The hosts charts contain information about CPU, disk, memory, network, and storage usage for hosts. The help topic for each chart contains information about the data counters displayed in that chart. The counters available are determined by the collection level set for vCenter Server.

Resource Pools

The resource pool charts contain information about CPU and memory usage for resource pools. The help topic for each chart contains information about the data counters displayed in that chart. The counters available are determined by the collection level set for vCenter Server.

vApps

The vApp charts contain information about CPU and memory usage for vApps. The help topic for each chart contains information about the data counters displayed in that chart. The counters available are determined by the collection level set for vCenter Server.

Virtual Machines

The virtual machine charts contain information about CPU, disk, memory, network, storage, and fault tolerance for virtual machines. The help topic for each chart contains information about the data counters displayed in that chart. The counters available are determined by the collection level set for vCenter Server.

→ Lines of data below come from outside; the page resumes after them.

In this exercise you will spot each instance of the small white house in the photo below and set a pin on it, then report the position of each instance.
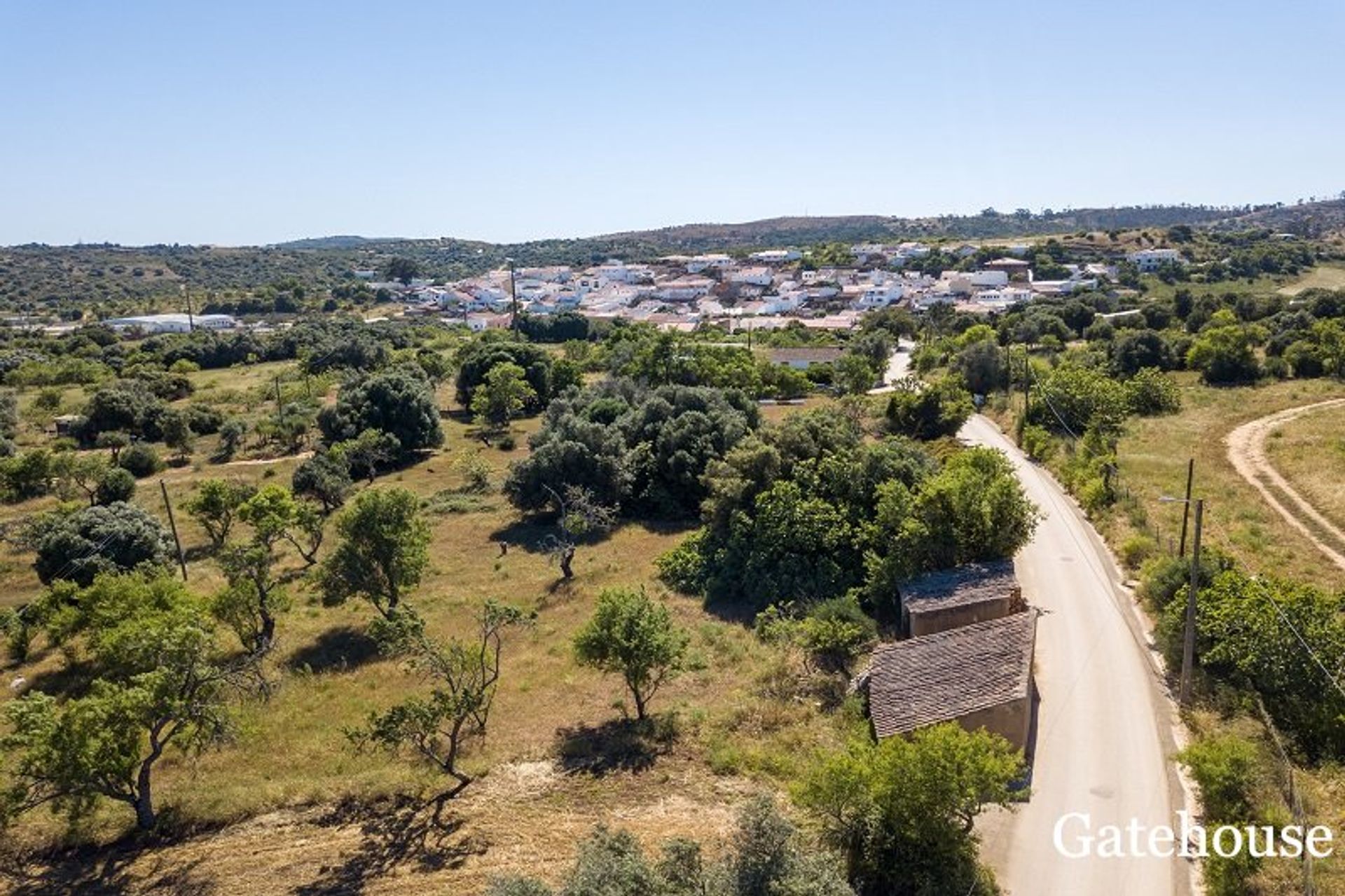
(1153, 259)
(776, 256)
(703, 263)
(752, 276)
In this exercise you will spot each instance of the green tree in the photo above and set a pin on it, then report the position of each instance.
(324, 478)
(368, 453)
(634, 638)
(382, 552)
(502, 396)
(232, 435)
(397, 401)
(214, 506)
(856, 373)
(177, 432)
(928, 412)
(160, 685)
(463, 677)
(401, 270)
(115, 485)
(1225, 355)
(903, 811)
(102, 539)
(140, 460)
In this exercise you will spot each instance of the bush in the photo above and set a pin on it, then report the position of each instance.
(140, 460)
(115, 485)
(931, 412)
(1225, 767)
(1137, 549)
(95, 540)
(1037, 443)
(1152, 392)
(684, 567)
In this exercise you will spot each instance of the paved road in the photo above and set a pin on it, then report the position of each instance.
(899, 366)
(1105, 726)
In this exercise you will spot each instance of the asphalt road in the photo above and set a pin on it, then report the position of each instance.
(899, 365)
(1105, 724)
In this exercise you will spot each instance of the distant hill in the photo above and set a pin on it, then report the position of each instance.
(334, 242)
(128, 279)
(1308, 219)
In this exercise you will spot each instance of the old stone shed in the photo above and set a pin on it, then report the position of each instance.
(978, 676)
(959, 596)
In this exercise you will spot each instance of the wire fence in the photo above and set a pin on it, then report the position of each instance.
(1292, 793)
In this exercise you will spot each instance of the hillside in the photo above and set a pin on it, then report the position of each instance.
(64, 280)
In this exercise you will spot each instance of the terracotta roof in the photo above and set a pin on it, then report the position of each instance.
(944, 677)
(959, 587)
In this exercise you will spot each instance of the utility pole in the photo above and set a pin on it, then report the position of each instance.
(513, 296)
(1185, 510)
(172, 524)
(1188, 652)
(1026, 393)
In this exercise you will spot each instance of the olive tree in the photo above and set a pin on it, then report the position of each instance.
(214, 506)
(160, 684)
(95, 540)
(463, 676)
(382, 552)
(634, 638)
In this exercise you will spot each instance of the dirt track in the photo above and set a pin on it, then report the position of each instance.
(1247, 454)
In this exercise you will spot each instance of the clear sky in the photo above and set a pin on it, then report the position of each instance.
(242, 121)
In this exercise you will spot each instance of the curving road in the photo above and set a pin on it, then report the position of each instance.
(1247, 454)
(1106, 728)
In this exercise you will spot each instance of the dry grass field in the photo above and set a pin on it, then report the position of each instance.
(1153, 463)
(1320, 277)
(1311, 454)
(289, 806)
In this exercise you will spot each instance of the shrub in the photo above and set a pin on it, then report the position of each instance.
(1137, 549)
(115, 485)
(682, 568)
(140, 460)
(1152, 392)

Use advanced charts, or create your own custom charts, to see more performance data. Advanced charts can be useful when you are aware of a problem but need more statistical data to pinpoint the source of the trouble.

Advanced charts include the following features:

  • More information. Hover over a data point in a chart and details about that specific data point are displayed.
  • Customizable charts. Change chart settings. To create your own charts, save custom settings.
  • Export to spreadsheet.
  • Save to image file or spreadsheet.